Vectara’s pet policy does not allow common household pets like cats and dogs on their campuses. Instead, they welcome a select group of exotic creatures that reflect their innovative spirit and core values. Additionally, birds are not only permitted but encouraged in their workspace as part of their unique approach.

In the above code, we defined a single RAG tool for our Agent class, and then created an AI assistant with this tool. This is how you would typically instantiate your Agent object when you are defining more than one tool, but since making a simple assistant like this with just one RAG tool is quite common, we have provided a single function that does all of this at once.

Here’s how you can create a simple assistant that uses a single RAG tool for asking questions about Medicare:

agent = Agent.from_corpus(
  vectara_customer_id=customer_id,
  vectara_corpus_id=corpus_id,
  vectara_api_key=api_key,
  data_description="medical plan benefits and pricing",
  assistant_specialty="Medicare",
  tool_name="ask_medicare",
)

Try it Yourself

To run this code yourself, add the following environment variables to your console or a .env file:

Vectara Corpus:

VECTARA_CUSTOMER_ID: The customer id for your Vectara account. If you don’t have an account, simply create one to get started.

VECTARA_CORPUS_ID: The corpus id for the corpus that contains the Vectara pet policy. You can download the Pet Policy PDF file and add it to a new or existing Vectara corpus.

VECTARA_API_KEY: An API key that can perform queries on this corpus.

Agent type, LLMs and model names:

VECTARA_AGENTIC_AGENT_TYPE: Agent type, either OPENAI (default), REACT, or LLMCOMPILER (make sure you have an OpenAI API key if you use the OpenAI agent).

VECTARA_AGENTIC_MAIN_LLM_PROVIDER: The LLM used for the agent, either OPENAI (default), ANTHROPIC, TOGETHER, COHERE, GROQ, or FIREWORKS. Note that to use the OPENAI agent type, you must use OPENAI as the main LLM provider.

VECTARA_AGENTIC_TOOL_LLM_PROVIDER: The LLM used for the agent tools, either OPENAI (default), ANTHROPIC, TOGETHER, COHERE, GROQ, or FIREWORKS.

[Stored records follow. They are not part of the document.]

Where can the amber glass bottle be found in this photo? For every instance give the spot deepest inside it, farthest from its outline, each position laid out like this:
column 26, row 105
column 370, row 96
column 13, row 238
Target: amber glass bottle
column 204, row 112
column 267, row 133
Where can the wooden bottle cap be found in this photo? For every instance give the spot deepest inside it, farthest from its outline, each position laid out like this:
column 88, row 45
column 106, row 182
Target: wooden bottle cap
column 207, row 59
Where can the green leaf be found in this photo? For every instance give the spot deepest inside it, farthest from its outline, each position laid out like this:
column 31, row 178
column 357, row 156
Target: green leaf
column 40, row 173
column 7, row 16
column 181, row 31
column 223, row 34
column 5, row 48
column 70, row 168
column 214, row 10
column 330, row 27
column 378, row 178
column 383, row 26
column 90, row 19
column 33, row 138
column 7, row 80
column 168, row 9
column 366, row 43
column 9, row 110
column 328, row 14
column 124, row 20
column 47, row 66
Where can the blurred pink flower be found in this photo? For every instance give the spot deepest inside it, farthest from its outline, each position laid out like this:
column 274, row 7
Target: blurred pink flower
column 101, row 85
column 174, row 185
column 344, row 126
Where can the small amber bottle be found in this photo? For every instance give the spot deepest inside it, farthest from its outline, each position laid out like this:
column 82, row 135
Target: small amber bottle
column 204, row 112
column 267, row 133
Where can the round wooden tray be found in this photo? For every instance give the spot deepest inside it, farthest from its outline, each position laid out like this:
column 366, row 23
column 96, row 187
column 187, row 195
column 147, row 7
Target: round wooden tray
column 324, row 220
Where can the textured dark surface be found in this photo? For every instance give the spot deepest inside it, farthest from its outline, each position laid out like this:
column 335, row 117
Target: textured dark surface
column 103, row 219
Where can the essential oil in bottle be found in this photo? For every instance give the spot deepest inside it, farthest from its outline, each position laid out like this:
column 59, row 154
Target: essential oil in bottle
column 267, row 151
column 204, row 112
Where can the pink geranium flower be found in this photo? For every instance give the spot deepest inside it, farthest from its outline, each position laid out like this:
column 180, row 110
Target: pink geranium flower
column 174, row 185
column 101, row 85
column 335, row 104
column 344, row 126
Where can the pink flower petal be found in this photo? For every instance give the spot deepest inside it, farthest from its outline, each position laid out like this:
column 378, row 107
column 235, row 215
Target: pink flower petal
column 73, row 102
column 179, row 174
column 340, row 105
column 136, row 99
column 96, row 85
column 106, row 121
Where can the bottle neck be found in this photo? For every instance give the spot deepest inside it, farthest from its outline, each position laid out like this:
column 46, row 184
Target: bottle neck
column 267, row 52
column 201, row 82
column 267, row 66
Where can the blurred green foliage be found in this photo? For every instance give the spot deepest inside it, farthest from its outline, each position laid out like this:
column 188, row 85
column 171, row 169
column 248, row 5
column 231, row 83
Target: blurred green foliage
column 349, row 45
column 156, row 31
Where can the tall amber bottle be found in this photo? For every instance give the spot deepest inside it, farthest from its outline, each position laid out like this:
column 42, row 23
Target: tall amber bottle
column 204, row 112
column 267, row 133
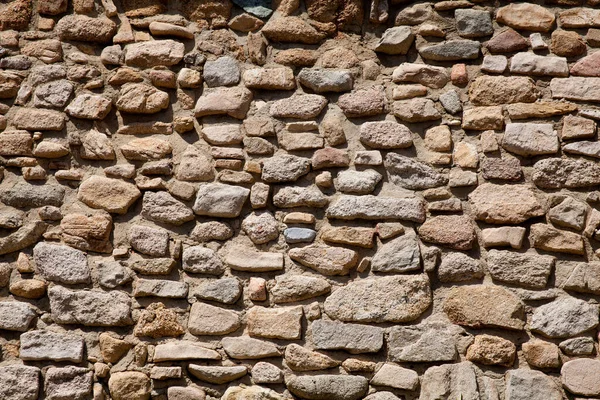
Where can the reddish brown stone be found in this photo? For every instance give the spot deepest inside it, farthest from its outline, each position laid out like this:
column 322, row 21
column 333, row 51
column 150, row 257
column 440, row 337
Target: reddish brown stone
column 507, row 41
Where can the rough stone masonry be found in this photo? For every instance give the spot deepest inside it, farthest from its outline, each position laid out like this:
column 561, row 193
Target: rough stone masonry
column 317, row 199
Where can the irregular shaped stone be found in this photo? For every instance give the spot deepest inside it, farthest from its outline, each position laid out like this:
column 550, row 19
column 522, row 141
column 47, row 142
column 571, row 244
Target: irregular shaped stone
column 526, row 16
column 480, row 306
column 61, row 263
column 19, row 382
column 328, row 387
column 374, row 207
column 398, row 255
column 428, row 75
column 89, row 308
column 523, row 269
column 219, row 200
column 426, row 342
column 112, row 195
column 548, row 238
column 564, row 317
column 512, row 204
column 410, row 174
column 555, row 173
column 300, row 106
column 45, row 345
column 245, row 348
column 452, row 50
column 353, row 338
column 86, row 29
column 450, row 381
column 374, row 300
column 275, row 323
column 154, row 53
column 522, row 384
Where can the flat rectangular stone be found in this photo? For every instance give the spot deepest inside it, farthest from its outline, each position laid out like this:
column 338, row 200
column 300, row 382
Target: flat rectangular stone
column 373, row 207
column 576, row 88
column 241, row 258
column 183, row 350
column 160, row 288
column 354, row 338
column 532, row 64
column 46, row 345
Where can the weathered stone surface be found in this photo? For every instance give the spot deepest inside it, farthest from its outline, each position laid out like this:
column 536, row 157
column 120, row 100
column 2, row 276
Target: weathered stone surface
column 89, row 308
column 526, row 16
column 522, row 269
column 19, row 382
column 564, row 317
column 112, row 195
column 496, row 90
column 353, row 338
column 219, row 200
column 485, row 306
column 528, row 384
column 426, row 342
column 61, row 263
column 333, row 387
column 555, row 173
column 363, row 300
column 45, row 345
column 510, row 204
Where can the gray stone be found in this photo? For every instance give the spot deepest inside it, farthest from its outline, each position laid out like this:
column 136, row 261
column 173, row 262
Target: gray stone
column 533, row 64
column 400, row 298
column 458, row 267
column 353, row 338
column 426, row 342
column 529, row 270
column 90, row 308
column 527, row 139
column 15, row 316
column 411, row 174
column 371, row 207
column 564, row 317
column 217, row 374
column 46, row 345
column 72, row 383
column 19, row 382
column 299, row 235
column 160, row 288
column 150, row 241
column 556, row 173
column 452, row 50
column 224, row 71
column 399, row 255
column 293, row 288
column 61, row 263
column 198, row 259
column 284, row 168
column 385, row 135
column 450, row 381
column 162, row 207
column 225, row 290
column 220, row 200
column 473, row 23
column 245, row 348
column 524, row 384
column 326, row 80
column 396, row 40
column 328, row 387
column 210, row 320
column 27, row 195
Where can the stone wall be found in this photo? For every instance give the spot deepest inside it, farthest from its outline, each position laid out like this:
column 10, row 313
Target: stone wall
column 318, row 199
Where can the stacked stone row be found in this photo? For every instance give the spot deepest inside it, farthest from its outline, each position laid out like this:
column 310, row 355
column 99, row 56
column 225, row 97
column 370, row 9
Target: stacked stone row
column 318, row 200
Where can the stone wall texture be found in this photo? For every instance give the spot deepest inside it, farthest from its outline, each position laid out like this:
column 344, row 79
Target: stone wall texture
column 317, row 199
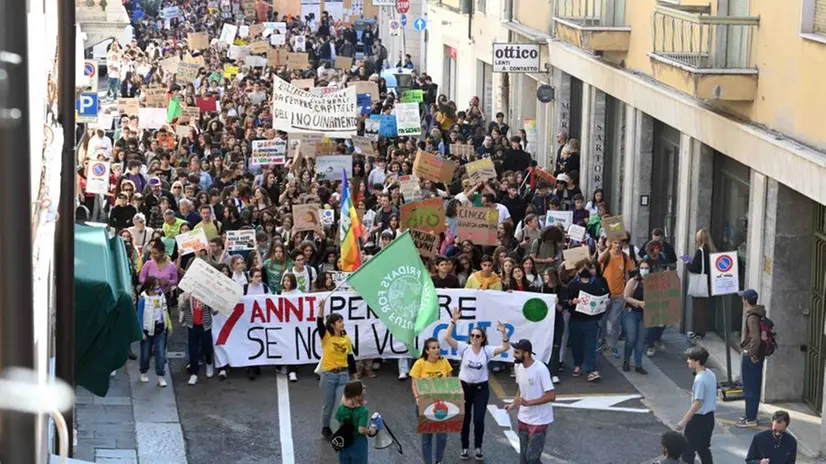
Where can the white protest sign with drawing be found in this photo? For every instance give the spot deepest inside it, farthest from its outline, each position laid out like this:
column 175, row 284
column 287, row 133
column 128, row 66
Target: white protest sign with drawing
column 591, row 305
column 240, row 240
column 211, row 286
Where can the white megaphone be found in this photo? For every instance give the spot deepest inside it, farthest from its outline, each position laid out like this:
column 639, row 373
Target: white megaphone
column 384, row 437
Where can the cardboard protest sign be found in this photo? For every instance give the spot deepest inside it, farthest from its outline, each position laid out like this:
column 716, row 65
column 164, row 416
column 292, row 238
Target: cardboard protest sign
column 259, row 47
column 306, row 217
column 198, row 40
column 431, row 167
column 299, row 61
column 574, row 256
column 128, row 106
column 239, row 240
column 211, row 286
column 426, row 242
column 481, row 171
column 614, row 228
column 269, row 152
column 155, row 97
column 192, row 241
column 441, row 405
column 663, row 299
column 478, row 225
column 461, row 149
column 425, row 215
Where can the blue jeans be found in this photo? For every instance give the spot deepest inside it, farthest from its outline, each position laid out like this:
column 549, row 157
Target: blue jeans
column 332, row 387
column 632, row 322
column 584, row 333
column 156, row 343
column 427, row 444
column 751, row 374
column 355, row 453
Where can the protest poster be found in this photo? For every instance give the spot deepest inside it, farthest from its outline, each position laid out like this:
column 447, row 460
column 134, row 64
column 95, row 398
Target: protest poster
column 198, row 40
column 154, row 97
column 413, row 96
column 563, row 219
column 425, row 215
column 300, row 61
column 259, row 47
column 228, row 33
column 372, row 127
column 614, row 228
column 330, row 167
column 240, row 240
column 387, row 124
column 409, row 188
column 363, row 145
column 592, row 305
column 344, row 62
column 366, row 87
column 287, row 324
column 577, row 232
column 427, row 243
column 305, row 217
column 481, row 170
column 269, row 152
column 462, row 150
column 191, row 242
column 128, row 106
column 151, row 118
column 407, row 119
column 211, row 286
column 479, row 225
column 97, row 177
column 303, row 83
column 663, row 299
column 296, row 110
column 434, row 168
column 441, row 405
column 575, row 255
column 187, row 72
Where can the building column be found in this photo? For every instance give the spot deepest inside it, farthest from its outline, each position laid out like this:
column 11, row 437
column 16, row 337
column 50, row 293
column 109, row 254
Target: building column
column 785, row 272
column 639, row 157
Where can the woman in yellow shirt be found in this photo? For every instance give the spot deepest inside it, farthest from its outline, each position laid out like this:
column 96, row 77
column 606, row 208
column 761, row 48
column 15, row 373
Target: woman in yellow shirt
column 336, row 358
column 430, row 365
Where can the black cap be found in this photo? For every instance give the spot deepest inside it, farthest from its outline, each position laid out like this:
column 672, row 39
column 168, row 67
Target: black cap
column 523, row 345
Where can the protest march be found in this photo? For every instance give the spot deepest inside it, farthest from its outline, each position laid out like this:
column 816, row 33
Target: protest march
column 289, row 206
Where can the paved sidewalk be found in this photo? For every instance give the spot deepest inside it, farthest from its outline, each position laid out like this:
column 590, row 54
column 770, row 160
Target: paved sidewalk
column 666, row 391
column 135, row 423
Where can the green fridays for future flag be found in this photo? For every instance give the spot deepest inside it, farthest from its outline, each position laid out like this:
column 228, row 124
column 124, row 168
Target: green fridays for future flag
column 397, row 287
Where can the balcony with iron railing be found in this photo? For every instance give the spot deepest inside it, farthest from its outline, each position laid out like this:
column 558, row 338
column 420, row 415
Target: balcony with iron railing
column 593, row 25
column 704, row 55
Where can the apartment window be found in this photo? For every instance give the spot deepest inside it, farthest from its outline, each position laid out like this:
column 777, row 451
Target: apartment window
column 813, row 20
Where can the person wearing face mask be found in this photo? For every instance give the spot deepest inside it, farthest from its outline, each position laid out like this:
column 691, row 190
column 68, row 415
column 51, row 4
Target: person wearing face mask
column 775, row 446
column 584, row 325
column 632, row 320
column 534, row 398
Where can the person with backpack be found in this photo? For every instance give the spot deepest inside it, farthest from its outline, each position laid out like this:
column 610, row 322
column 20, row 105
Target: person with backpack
column 758, row 342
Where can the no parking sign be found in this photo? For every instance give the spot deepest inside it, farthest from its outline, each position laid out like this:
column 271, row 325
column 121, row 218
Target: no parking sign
column 725, row 276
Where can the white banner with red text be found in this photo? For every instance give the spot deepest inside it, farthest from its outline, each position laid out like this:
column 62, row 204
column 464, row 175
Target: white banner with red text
column 281, row 330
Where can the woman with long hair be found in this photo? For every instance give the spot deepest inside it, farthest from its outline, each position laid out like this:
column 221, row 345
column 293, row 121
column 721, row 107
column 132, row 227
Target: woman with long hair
column 473, row 374
column 430, row 365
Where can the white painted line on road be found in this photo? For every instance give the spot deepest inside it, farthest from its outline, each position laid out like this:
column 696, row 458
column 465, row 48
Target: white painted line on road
column 285, row 425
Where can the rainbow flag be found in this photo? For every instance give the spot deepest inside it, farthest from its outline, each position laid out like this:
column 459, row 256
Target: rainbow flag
column 349, row 229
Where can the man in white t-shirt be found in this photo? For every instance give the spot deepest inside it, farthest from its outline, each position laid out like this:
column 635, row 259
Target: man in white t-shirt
column 536, row 393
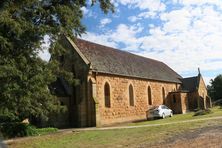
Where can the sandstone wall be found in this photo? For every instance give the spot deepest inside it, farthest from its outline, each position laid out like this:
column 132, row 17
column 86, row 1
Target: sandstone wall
column 120, row 110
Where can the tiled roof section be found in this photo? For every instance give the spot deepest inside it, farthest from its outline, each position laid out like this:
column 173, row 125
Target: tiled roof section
column 190, row 84
column 113, row 61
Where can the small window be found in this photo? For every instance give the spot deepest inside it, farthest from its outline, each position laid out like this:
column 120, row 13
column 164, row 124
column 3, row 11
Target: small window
column 107, row 95
column 174, row 99
column 131, row 96
column 163, row 94
column 62, row 103
column 149, row 96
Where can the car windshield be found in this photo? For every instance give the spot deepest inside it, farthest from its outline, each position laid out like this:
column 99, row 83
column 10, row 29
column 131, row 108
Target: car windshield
column 154, row 107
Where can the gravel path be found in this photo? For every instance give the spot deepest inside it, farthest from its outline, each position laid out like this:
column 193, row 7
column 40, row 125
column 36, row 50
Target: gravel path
column 207, row 137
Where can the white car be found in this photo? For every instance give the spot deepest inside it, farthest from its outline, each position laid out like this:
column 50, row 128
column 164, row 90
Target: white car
column 160, row 111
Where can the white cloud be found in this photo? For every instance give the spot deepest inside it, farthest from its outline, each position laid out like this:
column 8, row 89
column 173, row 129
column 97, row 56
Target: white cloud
column 133, row 18
column 104, row 22
column 84, row 10
column 151, row 5
column 187, row 38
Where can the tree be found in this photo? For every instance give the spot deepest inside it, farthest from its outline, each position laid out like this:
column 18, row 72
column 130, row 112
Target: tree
column 215, row 87
column 24, row 77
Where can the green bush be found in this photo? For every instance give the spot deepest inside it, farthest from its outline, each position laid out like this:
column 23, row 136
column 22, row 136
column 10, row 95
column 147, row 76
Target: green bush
column 202, row 112
column 17, row 129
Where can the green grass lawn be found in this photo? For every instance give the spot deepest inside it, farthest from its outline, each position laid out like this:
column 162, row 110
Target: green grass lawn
column 133, row 137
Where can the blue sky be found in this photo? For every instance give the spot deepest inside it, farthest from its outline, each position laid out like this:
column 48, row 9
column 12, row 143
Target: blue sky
column 184, row 34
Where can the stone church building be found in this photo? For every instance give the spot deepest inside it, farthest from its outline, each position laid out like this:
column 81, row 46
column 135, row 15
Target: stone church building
column 116, row 86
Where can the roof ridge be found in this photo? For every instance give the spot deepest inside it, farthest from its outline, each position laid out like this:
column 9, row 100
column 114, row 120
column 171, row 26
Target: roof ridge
column 119, row 50
column 190, row 77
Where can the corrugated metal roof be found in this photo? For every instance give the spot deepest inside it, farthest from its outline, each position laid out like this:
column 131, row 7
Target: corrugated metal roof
column 113, row 61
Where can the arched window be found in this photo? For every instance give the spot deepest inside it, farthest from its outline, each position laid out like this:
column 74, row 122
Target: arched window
column 131, row 96
column 107, row 94
column 149, row 96
column 174, row 98
column 163, row 94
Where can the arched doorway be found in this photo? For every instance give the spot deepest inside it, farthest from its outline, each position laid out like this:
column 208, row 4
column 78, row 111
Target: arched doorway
column 91, row 105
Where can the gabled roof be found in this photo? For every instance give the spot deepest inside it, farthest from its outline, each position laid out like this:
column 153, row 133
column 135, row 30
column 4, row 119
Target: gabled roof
column 105, row 59
column 190, row 84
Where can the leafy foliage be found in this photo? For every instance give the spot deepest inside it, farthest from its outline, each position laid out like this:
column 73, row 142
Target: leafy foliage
column 215, row 87
column 17, row 129
column 24, row 77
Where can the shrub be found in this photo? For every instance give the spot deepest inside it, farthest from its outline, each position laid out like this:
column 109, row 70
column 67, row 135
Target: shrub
column 202, row 112
column 17, row 129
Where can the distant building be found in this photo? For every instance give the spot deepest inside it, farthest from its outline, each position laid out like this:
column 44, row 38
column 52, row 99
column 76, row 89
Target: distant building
column 117, row 86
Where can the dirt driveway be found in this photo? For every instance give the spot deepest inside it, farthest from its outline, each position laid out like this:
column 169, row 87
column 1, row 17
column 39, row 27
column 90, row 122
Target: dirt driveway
column 207, row 137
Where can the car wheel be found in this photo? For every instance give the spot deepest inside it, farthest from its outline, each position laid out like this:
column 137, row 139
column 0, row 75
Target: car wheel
column 163, row 116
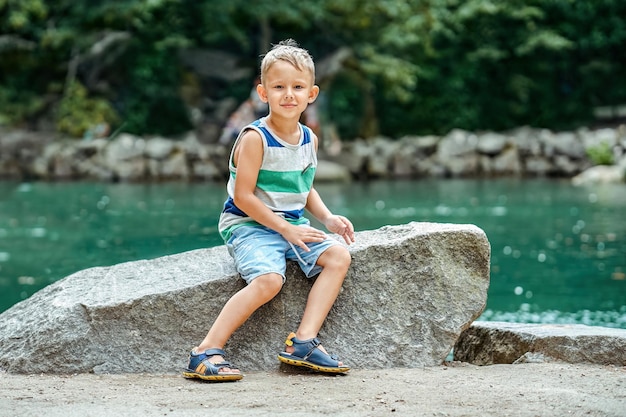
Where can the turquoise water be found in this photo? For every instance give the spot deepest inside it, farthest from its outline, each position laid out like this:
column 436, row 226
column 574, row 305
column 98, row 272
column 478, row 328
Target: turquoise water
column 558, row 251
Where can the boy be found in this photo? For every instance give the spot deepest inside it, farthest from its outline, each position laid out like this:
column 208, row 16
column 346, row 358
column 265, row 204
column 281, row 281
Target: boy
column 272, row 165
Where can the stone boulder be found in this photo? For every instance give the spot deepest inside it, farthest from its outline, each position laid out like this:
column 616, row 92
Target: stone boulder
column 410, row 292
column 488, row 343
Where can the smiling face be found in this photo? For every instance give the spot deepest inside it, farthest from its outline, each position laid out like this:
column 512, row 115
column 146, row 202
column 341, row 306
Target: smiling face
column 287, row 90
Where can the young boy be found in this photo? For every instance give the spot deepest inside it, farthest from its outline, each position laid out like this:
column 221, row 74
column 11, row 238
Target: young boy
column 272, row 165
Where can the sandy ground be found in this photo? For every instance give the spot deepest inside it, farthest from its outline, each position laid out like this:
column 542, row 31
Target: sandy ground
column 458, row 389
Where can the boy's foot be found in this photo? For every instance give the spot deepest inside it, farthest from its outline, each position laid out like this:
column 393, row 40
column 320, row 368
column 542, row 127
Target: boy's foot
column 310, row 353
column 211, row 365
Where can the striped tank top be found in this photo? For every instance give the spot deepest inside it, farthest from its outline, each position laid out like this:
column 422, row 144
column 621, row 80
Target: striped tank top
column 284, row 181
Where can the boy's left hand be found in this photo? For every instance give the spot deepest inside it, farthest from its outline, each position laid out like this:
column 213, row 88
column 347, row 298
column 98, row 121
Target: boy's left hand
column 340, row 225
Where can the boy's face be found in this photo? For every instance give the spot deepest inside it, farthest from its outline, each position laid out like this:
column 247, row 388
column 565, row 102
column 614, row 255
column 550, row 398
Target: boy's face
column 287, row 90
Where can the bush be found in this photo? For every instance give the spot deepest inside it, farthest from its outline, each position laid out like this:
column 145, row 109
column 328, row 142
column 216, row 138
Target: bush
column 79, row 114
column 601, row 154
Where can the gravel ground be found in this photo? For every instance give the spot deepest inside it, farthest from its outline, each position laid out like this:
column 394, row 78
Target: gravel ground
column 457, row 389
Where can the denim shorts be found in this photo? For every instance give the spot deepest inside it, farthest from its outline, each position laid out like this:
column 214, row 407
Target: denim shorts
column 258, row 250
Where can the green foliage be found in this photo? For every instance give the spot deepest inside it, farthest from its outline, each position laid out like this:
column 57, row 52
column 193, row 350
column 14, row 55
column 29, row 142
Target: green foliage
column 601, row 154
column 78, row 114
column 421, row 66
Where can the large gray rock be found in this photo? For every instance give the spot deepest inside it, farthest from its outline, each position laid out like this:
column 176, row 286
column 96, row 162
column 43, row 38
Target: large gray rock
column 487, row 343
column 410, row 292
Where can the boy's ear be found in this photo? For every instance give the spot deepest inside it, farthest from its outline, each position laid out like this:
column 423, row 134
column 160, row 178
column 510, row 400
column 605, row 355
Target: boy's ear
column 313, row 93
column 260, row 90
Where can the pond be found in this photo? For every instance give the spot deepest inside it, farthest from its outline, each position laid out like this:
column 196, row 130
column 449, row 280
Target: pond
column 558, row 251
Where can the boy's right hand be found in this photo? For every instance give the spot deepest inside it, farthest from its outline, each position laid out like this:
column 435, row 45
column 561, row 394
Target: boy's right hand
column 299, row 235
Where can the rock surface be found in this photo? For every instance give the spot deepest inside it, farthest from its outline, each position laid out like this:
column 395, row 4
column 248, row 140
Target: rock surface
column 410, row 292
column 488, row 343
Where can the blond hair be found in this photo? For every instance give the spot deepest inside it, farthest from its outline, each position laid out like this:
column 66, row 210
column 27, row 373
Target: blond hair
column 289, row 51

OPENAI_API_KEY, ANTHROPIC_API_KEY, TOGETHER_API_KEY, GROQ_API_KEY, COHERE_API_KEY, or FIREWORKS_API_KEY: Your API key for the agent or tool LLM, if you choose to use these services.

With any LLM provider choice, you can also specify the model type to use via these environment variables:

VECTARA_AGENTIC_MAIN_MODEL_NAME: specifies the model name for the main LLM provider.

VECTARA_AGENTIC_TOOL_MODEL_NAME: specifies the model name for the tool LLM provider.

Defaults:

  1. For OPENAI, the default is gpt-4o-2024-08-06.

  2. For Anthropic, the default is Claude-3-5-Sonnet-20240620.

  3. For TOGETHER.AI, the default is Meta-Llama-3.1-70B-Instruct-Turbo.

  4. For COHERE, the default is command-r-plus.

  5. For GROQ, the default is llama-3.1-70b-versatile.

  6. For FIREWORKS, the default is Firefunction-v2.